Overview

We pursue lower rejection rates while exploring lower KL divergence to maximally preserve model intelligence.

We provide two versions to balance censorship removal and capability preservation:

  • Abliterated Version (Refusal: 4/100, KL: 0.4096) – No refusal scenarios were triggered in manual testing.
  • Balanced Version (Refusal: 8/100, KL: 0.2446) – May show refusal tendencies on extremely aggressive prompts, but can be corrected via system/user prompts. Theoretically preserves more of the original model's intelligence due to lower KL divergence.

Logic tests show no visibly degraded intelligence compared to the official version. For more stable outputs, system prompts or user prompts can be used for constraints and guidance.

ABLiteration Approach

This model uses the Heretic ABLiteration method for neural direction ablation:

  1. Identify Refusal Direction - Train a LoRA on harmful behavior datasets to identify neural directions controlling "refusal behavior"
  2. Direction Extraction - Extract the "refusal vector" from the trained LoRA
  3. Ablative Removal - Subtract this direction from the original model weights, removing the censorship mechanism

This method only modifies model weights without changing the architecture or adding inference overhead.
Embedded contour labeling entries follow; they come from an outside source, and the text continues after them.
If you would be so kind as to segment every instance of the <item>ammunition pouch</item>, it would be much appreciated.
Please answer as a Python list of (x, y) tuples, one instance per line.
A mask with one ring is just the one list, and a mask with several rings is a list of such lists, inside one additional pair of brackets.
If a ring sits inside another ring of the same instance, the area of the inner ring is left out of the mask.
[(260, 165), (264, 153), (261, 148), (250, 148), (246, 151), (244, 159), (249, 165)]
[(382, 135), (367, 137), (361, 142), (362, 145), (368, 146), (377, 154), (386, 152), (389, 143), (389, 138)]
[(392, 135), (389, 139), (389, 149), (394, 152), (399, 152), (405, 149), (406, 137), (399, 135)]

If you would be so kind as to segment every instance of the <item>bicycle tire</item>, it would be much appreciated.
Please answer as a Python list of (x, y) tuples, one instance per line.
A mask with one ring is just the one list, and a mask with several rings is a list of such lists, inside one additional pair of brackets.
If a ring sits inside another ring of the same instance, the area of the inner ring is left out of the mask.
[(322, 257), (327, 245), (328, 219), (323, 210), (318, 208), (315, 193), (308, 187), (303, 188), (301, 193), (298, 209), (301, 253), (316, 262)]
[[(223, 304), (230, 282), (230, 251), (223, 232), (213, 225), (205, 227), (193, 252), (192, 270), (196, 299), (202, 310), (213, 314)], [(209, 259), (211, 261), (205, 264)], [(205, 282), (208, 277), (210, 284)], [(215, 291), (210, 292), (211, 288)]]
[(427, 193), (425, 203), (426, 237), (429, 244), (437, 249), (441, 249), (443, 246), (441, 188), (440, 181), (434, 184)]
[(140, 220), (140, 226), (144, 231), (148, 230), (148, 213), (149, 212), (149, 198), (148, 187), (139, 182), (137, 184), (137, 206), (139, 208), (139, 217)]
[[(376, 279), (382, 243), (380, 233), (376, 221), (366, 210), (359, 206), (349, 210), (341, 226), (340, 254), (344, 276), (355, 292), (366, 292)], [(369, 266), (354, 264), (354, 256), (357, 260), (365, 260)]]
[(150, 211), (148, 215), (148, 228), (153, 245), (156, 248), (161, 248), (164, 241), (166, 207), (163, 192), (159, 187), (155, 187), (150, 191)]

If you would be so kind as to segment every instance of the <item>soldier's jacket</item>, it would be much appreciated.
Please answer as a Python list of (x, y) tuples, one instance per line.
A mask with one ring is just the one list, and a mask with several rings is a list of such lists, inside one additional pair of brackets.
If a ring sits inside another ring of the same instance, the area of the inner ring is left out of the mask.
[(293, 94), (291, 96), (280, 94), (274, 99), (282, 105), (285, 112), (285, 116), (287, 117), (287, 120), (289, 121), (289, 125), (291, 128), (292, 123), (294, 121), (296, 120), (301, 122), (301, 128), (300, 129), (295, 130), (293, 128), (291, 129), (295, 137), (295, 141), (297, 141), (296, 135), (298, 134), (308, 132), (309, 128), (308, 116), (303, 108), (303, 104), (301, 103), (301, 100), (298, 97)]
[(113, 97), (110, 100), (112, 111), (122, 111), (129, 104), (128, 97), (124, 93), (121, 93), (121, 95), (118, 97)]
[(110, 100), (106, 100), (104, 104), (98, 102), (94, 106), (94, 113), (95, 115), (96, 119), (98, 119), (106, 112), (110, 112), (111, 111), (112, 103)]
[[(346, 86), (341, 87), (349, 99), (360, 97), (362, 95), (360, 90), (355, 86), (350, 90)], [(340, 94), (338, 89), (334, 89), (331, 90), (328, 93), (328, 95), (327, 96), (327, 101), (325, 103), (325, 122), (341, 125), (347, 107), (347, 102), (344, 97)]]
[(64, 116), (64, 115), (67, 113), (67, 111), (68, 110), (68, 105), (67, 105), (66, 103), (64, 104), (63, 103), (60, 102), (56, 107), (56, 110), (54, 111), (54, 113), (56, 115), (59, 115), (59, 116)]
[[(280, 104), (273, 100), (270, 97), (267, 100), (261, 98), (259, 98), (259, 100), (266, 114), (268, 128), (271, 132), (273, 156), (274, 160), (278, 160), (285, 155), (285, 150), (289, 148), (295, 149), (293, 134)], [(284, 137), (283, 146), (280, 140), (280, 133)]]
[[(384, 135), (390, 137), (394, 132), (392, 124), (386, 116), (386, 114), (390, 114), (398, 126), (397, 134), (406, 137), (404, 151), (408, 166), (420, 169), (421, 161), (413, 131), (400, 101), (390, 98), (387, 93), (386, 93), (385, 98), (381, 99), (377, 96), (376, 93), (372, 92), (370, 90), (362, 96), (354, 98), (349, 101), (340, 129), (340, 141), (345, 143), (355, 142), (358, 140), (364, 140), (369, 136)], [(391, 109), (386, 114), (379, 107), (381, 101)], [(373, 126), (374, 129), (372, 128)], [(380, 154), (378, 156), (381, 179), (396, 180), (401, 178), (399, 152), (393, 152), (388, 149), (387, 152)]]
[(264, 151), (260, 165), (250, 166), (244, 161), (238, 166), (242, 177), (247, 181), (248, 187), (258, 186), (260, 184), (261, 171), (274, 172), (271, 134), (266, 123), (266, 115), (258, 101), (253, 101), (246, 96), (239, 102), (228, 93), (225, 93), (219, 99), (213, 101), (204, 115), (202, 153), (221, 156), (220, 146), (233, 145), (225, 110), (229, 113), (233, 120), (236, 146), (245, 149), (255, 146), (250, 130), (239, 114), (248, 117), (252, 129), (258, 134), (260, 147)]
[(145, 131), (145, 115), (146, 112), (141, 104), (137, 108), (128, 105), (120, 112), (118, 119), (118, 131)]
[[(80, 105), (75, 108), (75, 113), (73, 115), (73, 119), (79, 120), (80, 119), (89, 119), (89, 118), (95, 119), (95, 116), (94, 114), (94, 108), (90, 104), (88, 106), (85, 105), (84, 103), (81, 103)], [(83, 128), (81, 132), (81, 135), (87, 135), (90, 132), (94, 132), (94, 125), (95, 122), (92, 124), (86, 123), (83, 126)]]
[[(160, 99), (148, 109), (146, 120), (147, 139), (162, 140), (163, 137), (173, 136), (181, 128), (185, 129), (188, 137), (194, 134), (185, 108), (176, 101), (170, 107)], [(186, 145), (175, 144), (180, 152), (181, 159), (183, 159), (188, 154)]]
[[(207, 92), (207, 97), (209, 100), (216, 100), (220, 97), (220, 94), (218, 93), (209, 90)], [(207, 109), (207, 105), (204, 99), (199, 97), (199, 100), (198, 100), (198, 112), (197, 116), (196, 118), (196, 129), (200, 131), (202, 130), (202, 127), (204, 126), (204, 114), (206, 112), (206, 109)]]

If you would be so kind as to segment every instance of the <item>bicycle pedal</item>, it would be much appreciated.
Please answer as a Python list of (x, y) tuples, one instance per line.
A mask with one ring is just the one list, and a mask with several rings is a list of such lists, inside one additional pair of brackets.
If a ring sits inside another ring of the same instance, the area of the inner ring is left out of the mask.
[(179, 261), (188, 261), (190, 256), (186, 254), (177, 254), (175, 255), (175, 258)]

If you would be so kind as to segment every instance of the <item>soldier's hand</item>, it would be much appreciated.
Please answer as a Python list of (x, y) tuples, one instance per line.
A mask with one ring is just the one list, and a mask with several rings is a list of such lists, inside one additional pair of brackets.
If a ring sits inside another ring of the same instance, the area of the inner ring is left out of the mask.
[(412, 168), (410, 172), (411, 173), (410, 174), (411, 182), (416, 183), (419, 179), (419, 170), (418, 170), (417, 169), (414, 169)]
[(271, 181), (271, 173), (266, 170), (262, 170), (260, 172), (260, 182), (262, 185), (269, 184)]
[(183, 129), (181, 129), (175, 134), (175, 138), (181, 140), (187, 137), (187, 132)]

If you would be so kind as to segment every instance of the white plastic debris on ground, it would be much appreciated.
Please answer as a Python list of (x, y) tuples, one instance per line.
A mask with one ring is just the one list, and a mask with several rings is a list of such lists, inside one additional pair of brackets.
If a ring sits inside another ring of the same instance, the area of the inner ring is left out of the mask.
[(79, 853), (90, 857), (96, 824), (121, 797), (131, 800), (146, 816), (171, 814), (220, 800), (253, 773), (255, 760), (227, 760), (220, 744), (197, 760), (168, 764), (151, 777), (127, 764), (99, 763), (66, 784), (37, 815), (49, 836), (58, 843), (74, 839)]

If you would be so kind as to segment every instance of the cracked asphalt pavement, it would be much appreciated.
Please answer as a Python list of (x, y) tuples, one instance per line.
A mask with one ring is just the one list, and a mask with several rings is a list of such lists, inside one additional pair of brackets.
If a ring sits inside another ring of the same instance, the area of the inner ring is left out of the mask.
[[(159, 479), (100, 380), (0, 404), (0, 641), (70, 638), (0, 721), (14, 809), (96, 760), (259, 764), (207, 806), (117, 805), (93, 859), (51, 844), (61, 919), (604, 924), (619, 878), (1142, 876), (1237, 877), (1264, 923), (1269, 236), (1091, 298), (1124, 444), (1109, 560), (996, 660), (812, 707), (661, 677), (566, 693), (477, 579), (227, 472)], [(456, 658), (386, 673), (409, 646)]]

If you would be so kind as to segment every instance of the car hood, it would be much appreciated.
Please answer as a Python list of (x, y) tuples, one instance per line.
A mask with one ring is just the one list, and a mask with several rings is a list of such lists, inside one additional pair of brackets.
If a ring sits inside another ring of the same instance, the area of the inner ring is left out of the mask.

For detailed technical principles, refer to: Heretic Abliteration

Data Sources

Purpose Dataset
Refusal Direction Identification mlabonne/harmful_behaviors (520 prompts)
KL Evaluation General prompts (100 prompts)
Refusal Rate Testing mlabonne/harmful_behaviors (520 prompts)

✅ Recommended Uses

  • Research and analysis of sensitive topics
  • Safety testing and red-teaming exercises
  • Academic research on model alignment
  • Multi-modal tasks (image + text) with Gemma 4 vision capabilities

❌ Not Recommended For

  • Production environments requiring content moderation
  • Applications targeting minors
  • Scenarios with potential legal risks

Limitations

  1. Minor Capability Loss - KL divergence indicates moderate modification, which may slightly affect performance on complex tasks
  2. User Discretion Required - Users must independently judge the appropriateness of generated outputs
  3. Vision Model Unmodified - The vision encoder remains unchanged from the original Gemma 4

Disclaimer

⚠️ Important: This model is intended for research and educational purposes only.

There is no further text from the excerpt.